Porém, na comparação com o primeiro bimestre do ano passado, e tomando por base a média diária, as importações cresceram em ritmo mais forte do que as exportações. Enquanto o exportador brasileiro vendeu 24,5% a mais que em 2009, o comércio interno absorveu 31,7% a mais em produtos estrangeiros.

Em consequência, o saldo da balança comercial (exportações menos importações) foi de US$ 394 milhões em fevereiro (o mais baixo para meses de fevereiro, desde 2002) e o resultado de janeiro foi ainda pior, com déficit de US$ 166 milhões. Por isso, o superávit acumulado no bimestre ficou em US$ 228 milhões, o que corresponde a 18,5% do saldo registrado em igual período de 2009.

Barral ressaltou, porém, que “existe tendência de recuperação das vendas de produtos primários nos próximos meses”, pois, a partir de março, começa a ser embarcada a produção agrícola da safra 2009/2010. Além disso, diz ele, “as principais economias dão sinais de recuperação econômica, em especial as economias emergentes”.

O secretário explicou que janeiro e fevereiro deste ano tiveram “recuperação muito boa” no comércio internacional também porque os mesmos meses do ano passado contabilizaram base de comércio muito baixa, por causa da crise financeira mundial, mas lembrou que os sinais de recuperação são evidentes, em razão dos aumentos de nossas exportações para os Estados Unidos (+17,3%) e países da Europa (+24,9%). Para alguns países emergentes, o aumento foi superior a 50%, acrescentou.

Houve crescimento das vendas brasileiras para quase todos os blocos econômicos, com exceção da África, que apresentou queda de 3,1% no mês passado, comparado ao mesmo mês de 2009. Barral destacou o aumento de 56,8% das vendas para países do Mercosul, puxadas pela Argentina, que comprou o equivalente a 81,6% do total de US$ 1,413 bilhão.

Ele ressaltou também os aumentos de 37,2% das exportações brasileiras para a América Latina e o Caribe, 33,2% para a Ásia (China com 29% do total), 50,8% para países do Oriente Médio e de 76,9% para países da Europa Oriental. Os dois últimos com valores de compras ainda relativamente pequenos, de US$ 579 milhões e US$ 352 milhões, respectivamente.

De acordo com números do Ministério do Desenvolvimento, Indústria e Comércio Exterior, os principais produtos exportados pelo Brasil foram minério de cobre, petróleo, carnes bovina e de frango, açúcar, ferro-liga, semimanufaturados de ferro e aço, óleos combustíveis, laminados planos, automóveis e autopeças, os dois últimos vendidos principalmente para a Argentina, a Alemanha e o México.

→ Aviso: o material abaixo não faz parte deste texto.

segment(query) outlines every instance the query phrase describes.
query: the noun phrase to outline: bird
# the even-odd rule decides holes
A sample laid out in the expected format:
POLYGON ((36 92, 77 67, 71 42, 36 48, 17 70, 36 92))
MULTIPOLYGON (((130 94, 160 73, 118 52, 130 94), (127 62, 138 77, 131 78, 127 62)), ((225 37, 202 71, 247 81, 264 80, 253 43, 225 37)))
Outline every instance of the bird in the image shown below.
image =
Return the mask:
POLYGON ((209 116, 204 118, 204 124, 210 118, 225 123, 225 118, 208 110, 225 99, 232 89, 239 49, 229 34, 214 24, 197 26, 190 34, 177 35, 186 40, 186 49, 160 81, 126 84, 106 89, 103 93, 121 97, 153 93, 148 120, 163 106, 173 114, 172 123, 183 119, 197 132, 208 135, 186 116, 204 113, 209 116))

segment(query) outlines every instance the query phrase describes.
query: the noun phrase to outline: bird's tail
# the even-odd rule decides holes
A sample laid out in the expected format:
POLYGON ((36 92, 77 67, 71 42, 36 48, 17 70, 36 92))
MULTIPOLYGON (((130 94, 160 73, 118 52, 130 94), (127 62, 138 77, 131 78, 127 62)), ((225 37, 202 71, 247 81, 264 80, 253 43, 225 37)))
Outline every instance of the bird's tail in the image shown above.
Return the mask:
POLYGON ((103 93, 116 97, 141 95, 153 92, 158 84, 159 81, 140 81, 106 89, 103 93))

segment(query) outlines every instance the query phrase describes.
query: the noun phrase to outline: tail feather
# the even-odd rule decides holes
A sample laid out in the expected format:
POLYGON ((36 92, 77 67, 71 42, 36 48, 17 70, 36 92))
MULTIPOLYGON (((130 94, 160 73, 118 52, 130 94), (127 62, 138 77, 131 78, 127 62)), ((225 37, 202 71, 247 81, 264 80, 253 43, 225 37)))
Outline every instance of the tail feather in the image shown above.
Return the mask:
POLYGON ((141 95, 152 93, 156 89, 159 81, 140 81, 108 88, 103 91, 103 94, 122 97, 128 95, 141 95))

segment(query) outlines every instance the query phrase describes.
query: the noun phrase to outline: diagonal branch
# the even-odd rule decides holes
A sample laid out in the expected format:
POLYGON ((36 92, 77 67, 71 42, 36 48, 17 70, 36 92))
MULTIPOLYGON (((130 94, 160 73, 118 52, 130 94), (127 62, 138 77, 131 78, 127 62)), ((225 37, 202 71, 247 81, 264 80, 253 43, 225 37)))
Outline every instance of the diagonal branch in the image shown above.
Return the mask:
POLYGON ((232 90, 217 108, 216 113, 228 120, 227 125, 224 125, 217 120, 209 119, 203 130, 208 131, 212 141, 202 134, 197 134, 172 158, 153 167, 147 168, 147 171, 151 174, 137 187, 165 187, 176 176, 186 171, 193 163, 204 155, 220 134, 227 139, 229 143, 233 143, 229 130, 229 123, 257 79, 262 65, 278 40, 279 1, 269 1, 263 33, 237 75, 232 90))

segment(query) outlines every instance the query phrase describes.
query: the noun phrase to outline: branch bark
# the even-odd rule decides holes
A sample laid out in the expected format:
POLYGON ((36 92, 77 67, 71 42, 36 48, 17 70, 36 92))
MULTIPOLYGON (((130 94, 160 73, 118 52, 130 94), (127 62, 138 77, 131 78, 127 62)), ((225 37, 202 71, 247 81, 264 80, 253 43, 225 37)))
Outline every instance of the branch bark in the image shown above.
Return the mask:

Do lado das importações, Barral disse que as principais compras brasileiras são de bens de capital (equipamentos e acessórios) para atender a um “mercado interno bastante aquecido”. Ele destacou também as fortes compras de combustíveis e lubrificantes. No todo, os volumes de importações foram maiores também em todos os blocos econômicos, comparando os meses de fevereiro deste ano e do ano passado.

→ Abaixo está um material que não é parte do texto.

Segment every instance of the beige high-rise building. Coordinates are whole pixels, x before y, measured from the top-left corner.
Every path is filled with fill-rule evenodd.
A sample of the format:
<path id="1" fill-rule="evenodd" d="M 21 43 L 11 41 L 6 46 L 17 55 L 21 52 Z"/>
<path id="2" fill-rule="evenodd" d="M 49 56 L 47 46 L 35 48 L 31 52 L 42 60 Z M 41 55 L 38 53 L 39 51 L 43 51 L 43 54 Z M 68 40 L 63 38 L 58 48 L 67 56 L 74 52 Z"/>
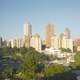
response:
<path id="1" fill-rule="evenodd" d="M 29 22 L 24 24 L 24 36 L 30 36 L 32 35 L 32 27 Z"/>
<path id="2" fill-rule="evenodd" d="M 71 38 L 70 30 L 68 28 L 65 29 L 64 35 L 65 35 L 66 39 L 70 39 Z"/>
<path id="3" fill-rule="evenodd" d="M 41 51 L 41 39 L 37 33 L 32 36 L 30 46 L 35 48 L 37 51 Z"/>
<path id="4" fill-rule="evenodd" d="M 46 47 L 51 47 L 51 38 L 54 35 L 54 26 L 48 24 L 46 27 Z"/>
<path id="5" fill-rule="evenodd" d="M 59 38 L 56 35 L 51 38 L 51 47 L 54 49 L 59 48 Z"/>
<path id="6" fill-rule="evenodd" d="M 30 39 L 32 36 L 32 27 L 29 22 L 24 24 L 24 47 L 30 47 Z"/>
<path id="7" fill-rule="evenodd" d="M 72 39 L 62 39 L 62 48 L 69 48 L 71 51 L 73 51 L 73 40 Z"/>

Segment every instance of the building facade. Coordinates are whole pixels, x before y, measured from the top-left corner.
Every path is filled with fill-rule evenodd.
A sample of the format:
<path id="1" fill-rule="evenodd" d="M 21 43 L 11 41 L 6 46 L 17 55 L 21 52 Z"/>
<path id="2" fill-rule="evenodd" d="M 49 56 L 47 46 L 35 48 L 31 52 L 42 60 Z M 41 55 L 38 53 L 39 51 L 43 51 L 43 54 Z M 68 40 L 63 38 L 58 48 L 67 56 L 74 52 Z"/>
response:
<path id="1" fill-rule="evenodd" d="M 30 39 L 32 36 L 32 27 L 29 22 L 24 24 L 24 47 L 29 48 L 30 47 Z"/>
<path id="2" fill-rule="evenodd" d="M 38 34 L 32 36 L 30 46 L 35 48 L 37 51 L 41 51 L 41 39 Z"/>
<path id="3" fill-rule="evenodd" d="M 54 35 L 54 28 L 52 24 L 48 24 L 46 27 L 46 47 L 51 47 L 51 38 Z"/>

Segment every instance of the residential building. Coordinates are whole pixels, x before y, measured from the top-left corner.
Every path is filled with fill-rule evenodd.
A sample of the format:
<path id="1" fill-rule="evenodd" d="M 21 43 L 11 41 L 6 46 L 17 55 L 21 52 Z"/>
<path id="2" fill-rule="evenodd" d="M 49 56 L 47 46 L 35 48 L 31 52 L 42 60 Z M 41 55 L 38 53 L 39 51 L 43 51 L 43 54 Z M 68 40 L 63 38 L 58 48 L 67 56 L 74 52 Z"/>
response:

Por países, os maiores fornecedores brasileiros foram os Estados Unidos (US$ 1,666 bilhão), a China (US$ 1,601 bilhão) e a Argentina (US$ 999 milhões). Essa ordem foi mantida também no caso dos maiores compradores de produtos brasileiros no bimestre: Estados Unidos (US$ 2,711 bilhões), China (US$ 2,338 bilhões) e Argentina (US$ 2,130 bilhões).